Methodology of creating bindings for toolkits written in C++

Sergei Steshenko · 05-26-2012, 03:22 PM

Hello,

I am wondering how bindings for toolkits written in C++ are created.

Let's consider a "high" level language like Perl/Python/OCaml - AFAIR they are written in "C".

Let's consider a couple of toolkits written in C++, say, Qt and Armadillo ( http://arma.sourceforge.net/ ). One has to pay attention that the latter is (mostly ?) C++ templates.

I think I understand how conceptually bindings are written for "simple" (no templates at public interface level) toolkits. A set of "C" wrappers that, first of all, call the C++ toolkit constructors (through "placement new") and call C++ toolkit destructors.

Also, a set of marshallers is needed to interface between the two entities ("high" level language <-> C++ toolkit) is needed.

This set of constructors + destructors can be "packaged" into a (dynamic) library and the library can be linked with the "high" level language and through the "C" wrappers constructors can be called (i.e. objects can be created) and object methods can then be called - they apparently also need "C" wrappers to deal with 'this' issue - 'this' is not known to "C".

So far so good.

Now, the difficult (just to me ?) part - templates. If I understand correctly, if we have C++ stuff to be instantiated through template specialization, we need to include the C++ file and to compile it with the code which is to use the template stuff.

This inclusion + compilation is trivial in C++ world, but not (just to me ?) trivial in the "high" level language written in "C" world.

I am thinking of something along the JIT/late binding lines. I.e. a set of constructs for the "high" level language is created. The constructs will probably internally look like

Code:

compile_cxx(template_class_name, template_param_1, ..., template_param_N, ...)

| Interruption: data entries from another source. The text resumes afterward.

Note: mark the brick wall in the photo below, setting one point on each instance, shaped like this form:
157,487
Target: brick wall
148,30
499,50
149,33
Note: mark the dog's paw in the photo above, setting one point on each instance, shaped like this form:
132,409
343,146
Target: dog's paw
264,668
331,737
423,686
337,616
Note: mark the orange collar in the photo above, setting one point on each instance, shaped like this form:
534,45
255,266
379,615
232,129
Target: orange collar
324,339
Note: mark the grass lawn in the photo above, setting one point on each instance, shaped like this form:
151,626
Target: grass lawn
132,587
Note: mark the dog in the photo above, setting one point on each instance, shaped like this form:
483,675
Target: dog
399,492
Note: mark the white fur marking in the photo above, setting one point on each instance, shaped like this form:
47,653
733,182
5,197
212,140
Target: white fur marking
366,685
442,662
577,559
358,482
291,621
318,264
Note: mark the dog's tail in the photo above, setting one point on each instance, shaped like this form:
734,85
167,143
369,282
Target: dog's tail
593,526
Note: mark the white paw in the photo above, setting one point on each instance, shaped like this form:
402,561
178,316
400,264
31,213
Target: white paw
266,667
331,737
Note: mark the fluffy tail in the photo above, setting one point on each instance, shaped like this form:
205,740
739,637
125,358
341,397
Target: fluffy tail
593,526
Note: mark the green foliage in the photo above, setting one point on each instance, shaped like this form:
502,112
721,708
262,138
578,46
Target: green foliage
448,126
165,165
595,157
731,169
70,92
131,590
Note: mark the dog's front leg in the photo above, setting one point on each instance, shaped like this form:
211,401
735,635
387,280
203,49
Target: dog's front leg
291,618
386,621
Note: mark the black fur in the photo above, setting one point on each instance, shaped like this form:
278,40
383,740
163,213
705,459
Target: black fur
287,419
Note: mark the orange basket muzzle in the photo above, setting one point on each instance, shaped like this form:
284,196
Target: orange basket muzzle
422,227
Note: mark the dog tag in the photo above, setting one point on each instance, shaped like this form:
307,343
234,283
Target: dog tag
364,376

where template_class_name, template_param_1, ..., template_param_N are strings.

Then, when such a construct (in whatever syntactic disguise) is met in "high" level language source, the necessary C++ files are "pulled", the template_class_name template with template_param_1, ..., template_param_N is instantiated, and according to some naming convention a "C" wrapper is created, then that "C" wrapper can be linked to the "high" level language.

Which means yet another pass to parse the "high" level language source is apparently necessary.

The above is a very rough picture, I just want to understand whether I'm thinking in the right direction and whether I'm missing something big.

Sergei Steshenko · 05-28-2012, 12:00 PM

I think somebody should have already pointed my attention to the fact that I might need to implement custom 'new' and 'delete'.

Lets have a look a the following stupid C++ code of mine which nevertheless cleanly compiles:

Code:

class Point
  {
  private:
    double x, y;

  public:
    Point()
      {
      x = y = 0.0;
      }

    Point(double x1, double y1)
      {
      x = x1;
      y = y1;
      }
 
  // accessrors need to be added
  };

class PointOnHeap
  {
  private:
    Point *point;

  public:
    PointOnHeap(double x, double y)
      {
      point = new Point(x, y);
      }

    ~PointOnHeap()
      {
      delete point;
      }

  // accessrors need to be added
  };

.

Suppose I want to make bindings for PointOnHeap.

A wrapper using 'placement new' will eventually call PointOnHeap constructor, so memory will be allocated twice - first in the "high" level language, and then through 'new' in the constructor.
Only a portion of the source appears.